I followed her even though she said she wanted to be alone. We both lay there, not talking, just looking up at the dark sky.
Hondo had us back on the highway a minute later. The world hummed by with the steady drone of the engine. I turned to face Brooks. She kept staring blankly at the stars. I didn’t know what to say. But I felt like I needed to say something, to bring her back from wherever she was.
I picked a few nasty demon hairs out of my mouth and cleared my throat. “I think… maybe,” I began, “I felt some kind of connection to… to something that felt like heat or the center of the earth… I can’t be sure.” I tried to find the right words. “Is that crazy?” My mind went through all the gods in my book—was there a god of the earth?
“It was probably just a coincidence,” Brooks said sharply without looking at me.
“But I could feel it… in my fingertips, like I was holding on to some rope made up of heat and energy. And it felt dangerous, like I had to control it or it was going to control me.”
“You should’ve let them take me,” she mumbled.
“But… why would they want you?”
Brooks kept her eyes fixed on the sky.
I sat up. “Are you listening?”
“I heard you, Zane! You’ve got some godly power….Good for you!”
“Hey. You okay?”
“You’ve ruined everything!” She sat up and huddled against the cab.
“Whoa! What’re you talking about?

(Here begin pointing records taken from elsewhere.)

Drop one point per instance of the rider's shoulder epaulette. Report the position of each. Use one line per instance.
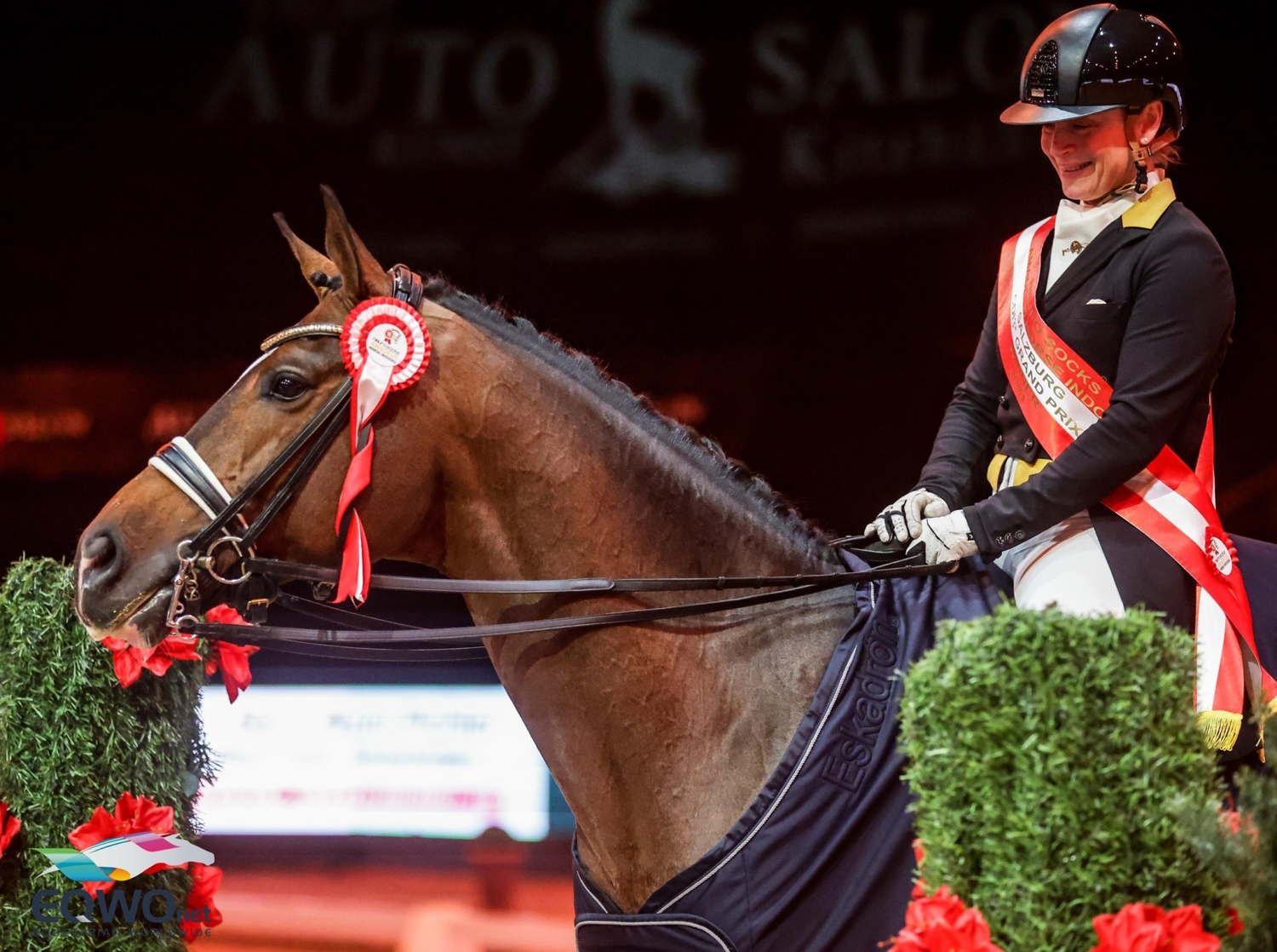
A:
(1146, 212)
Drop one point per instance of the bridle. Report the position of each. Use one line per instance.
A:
(255, 582)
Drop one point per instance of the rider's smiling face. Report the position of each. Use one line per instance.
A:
(1092, 153)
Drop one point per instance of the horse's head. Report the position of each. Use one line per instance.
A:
(128, 556)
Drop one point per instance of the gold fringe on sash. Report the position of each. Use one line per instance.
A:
(1221, 729)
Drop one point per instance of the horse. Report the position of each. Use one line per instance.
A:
(518, 457)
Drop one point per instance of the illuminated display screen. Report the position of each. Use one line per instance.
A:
(437, 760)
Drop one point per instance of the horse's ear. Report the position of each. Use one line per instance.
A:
(321, 273)
(360, 273)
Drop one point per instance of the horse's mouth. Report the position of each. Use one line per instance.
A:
(142, 622)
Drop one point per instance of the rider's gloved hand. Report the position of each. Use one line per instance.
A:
(902, 520)
(945, 538)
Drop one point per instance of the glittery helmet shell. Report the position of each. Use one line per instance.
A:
(1097, 58)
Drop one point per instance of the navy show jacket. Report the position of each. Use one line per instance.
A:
(1149, 306)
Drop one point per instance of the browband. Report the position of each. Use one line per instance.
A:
(299, 331)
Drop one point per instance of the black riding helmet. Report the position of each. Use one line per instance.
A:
(1097, 58)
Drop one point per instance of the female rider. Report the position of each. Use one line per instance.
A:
(1103, 341)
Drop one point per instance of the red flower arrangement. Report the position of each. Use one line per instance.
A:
(942, 923)
(201, 911)
(129, 661)
(9, 827)
(1142, 926)
(133, 814)
(230, 658)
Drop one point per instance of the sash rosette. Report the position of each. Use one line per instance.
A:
(386, 347)
(1062, 396)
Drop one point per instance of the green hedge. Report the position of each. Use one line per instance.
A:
(1246, 857)
(1050, 757)
(72, 739)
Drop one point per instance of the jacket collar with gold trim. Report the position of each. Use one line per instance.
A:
(1131, 227)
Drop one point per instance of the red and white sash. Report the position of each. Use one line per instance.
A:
(1062, 398)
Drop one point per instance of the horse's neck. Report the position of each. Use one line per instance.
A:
(661, 737)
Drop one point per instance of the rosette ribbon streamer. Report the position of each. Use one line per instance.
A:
(386, 347)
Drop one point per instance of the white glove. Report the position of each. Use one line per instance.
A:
(947, 538)
(903, 518)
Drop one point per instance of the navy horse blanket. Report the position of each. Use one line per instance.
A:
(822, 860)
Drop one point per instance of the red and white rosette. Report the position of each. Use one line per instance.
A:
(386, 347)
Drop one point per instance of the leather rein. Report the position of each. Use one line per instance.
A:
(255, 582)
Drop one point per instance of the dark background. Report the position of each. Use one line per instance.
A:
(793, 245)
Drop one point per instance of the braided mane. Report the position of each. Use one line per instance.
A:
(701, 451)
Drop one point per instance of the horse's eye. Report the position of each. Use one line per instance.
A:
(288, 388)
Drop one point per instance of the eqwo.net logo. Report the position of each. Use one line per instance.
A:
(117, 860)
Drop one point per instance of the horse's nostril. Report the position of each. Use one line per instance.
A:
(101, 556)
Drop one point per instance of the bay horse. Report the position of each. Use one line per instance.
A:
(516, 457)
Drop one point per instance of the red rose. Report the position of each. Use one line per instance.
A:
(1142, 926)
(203, 888)
(9, 827)
(232, 658)
(942, 923)
(129, 661)
(132, 816)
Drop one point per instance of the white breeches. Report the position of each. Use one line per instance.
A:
(1067, 568)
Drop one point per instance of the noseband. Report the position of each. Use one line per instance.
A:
(255, 582)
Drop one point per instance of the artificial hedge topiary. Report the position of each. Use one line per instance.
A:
(1241, 850)
(1050, 757)
(72, 740)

I saved you!”
“Saved?” She let out an exasperated laugh, like she was offended or something.
I wanted to argue, to let her know she wasn’t the only one freaked-out or scared or…

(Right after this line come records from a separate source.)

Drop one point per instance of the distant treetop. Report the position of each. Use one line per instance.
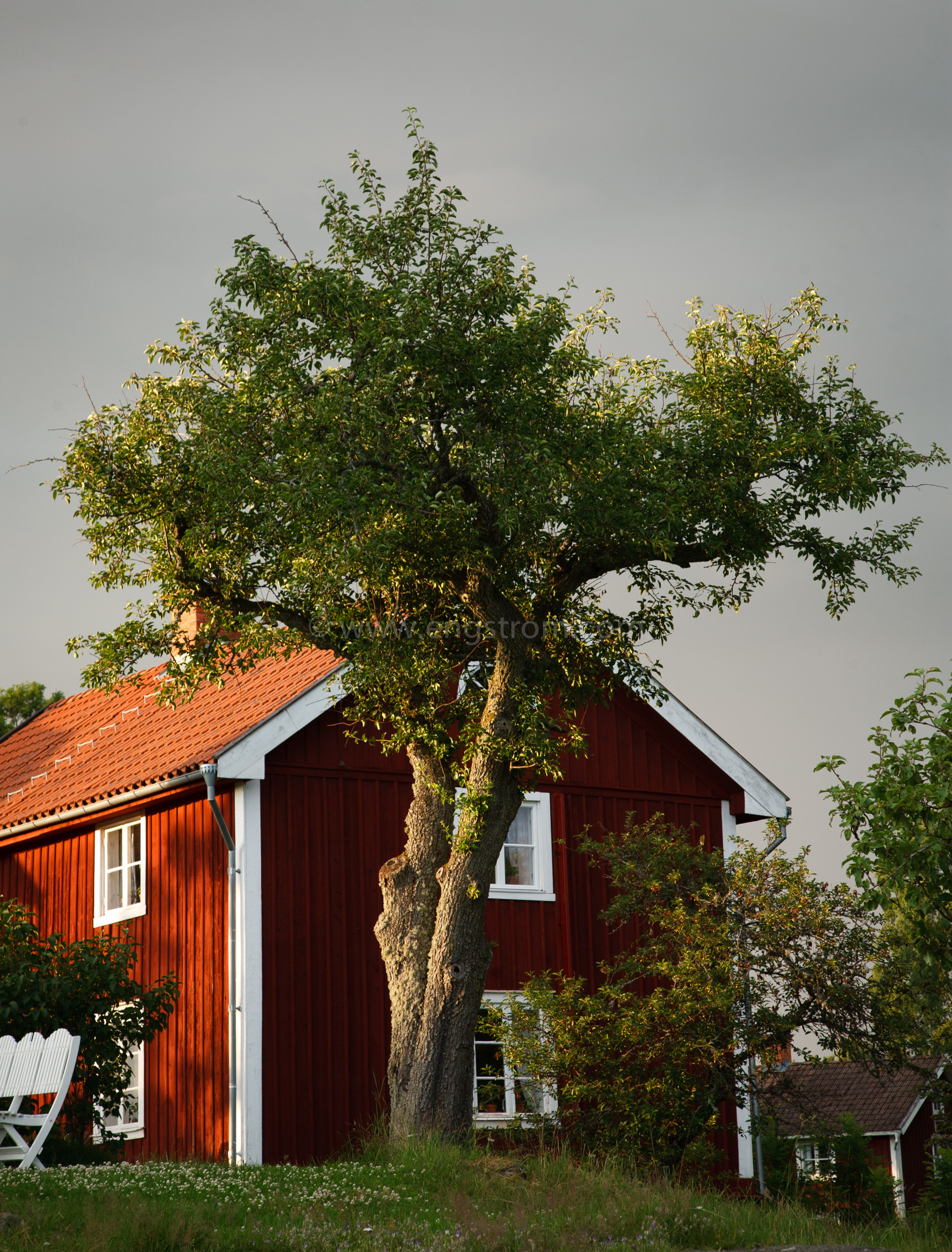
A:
(22, 702)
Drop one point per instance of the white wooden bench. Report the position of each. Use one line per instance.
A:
(33, 1067)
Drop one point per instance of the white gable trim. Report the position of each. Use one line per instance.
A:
(245, 757)
(915, 1110)
(762, 799)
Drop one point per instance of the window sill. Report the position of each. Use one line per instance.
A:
(133, 1132)
(108, 919)
(520, 893)
(526, 1121)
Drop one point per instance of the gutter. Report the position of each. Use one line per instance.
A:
(209, 773)
(112, 802)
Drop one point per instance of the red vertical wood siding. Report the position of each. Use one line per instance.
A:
(915, 1147)
(183, 929)
(333, 813)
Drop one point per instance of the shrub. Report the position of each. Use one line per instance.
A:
(88, 988)
(936, 1196)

She fidgeted with the string on her hoodie. I was too afraid to say the wrong thing, so I bit back the words. And waited for the gears in her mind to stop turning.
It was like she was getting up the courage to tell me something I might not want to hear. I knew if I pushed too hard she’d never tell me anything.
A few minutes later she said, “Whenever I changed into a hawk, I could feel the sky. It was like a part of me. Even after I changed back, I could still feel it.” She looked up at the stars. “I tried to… I wanted to claw out their eyes, but… nothing worked.”
“What do you mean?”
“It’s… it’s gone, Zane.”
I got an empty feeling in the pit of my stomach. “What’s gone?”
“I’m… I’m not a hawk anymore.”
19
“What? How? You’re a shape-shifter. How can your power just disappear?” My pulse raced.
“How should I know? But it’s gone and—”
“Try again. Maybe you were nervous or something.”
Brooks looked at me, her face like stone. “I told you. It’s gone!”
“Brooks… what’s going on with you? Why aren’t you telling me?”
“Forget I said anything!”
She knocked on the back window to ask Hondo to stop. When he did, we climbed into the truck’s cab. Without saying anything, Brooks made it clear that I wasn’t to join her in the backseat.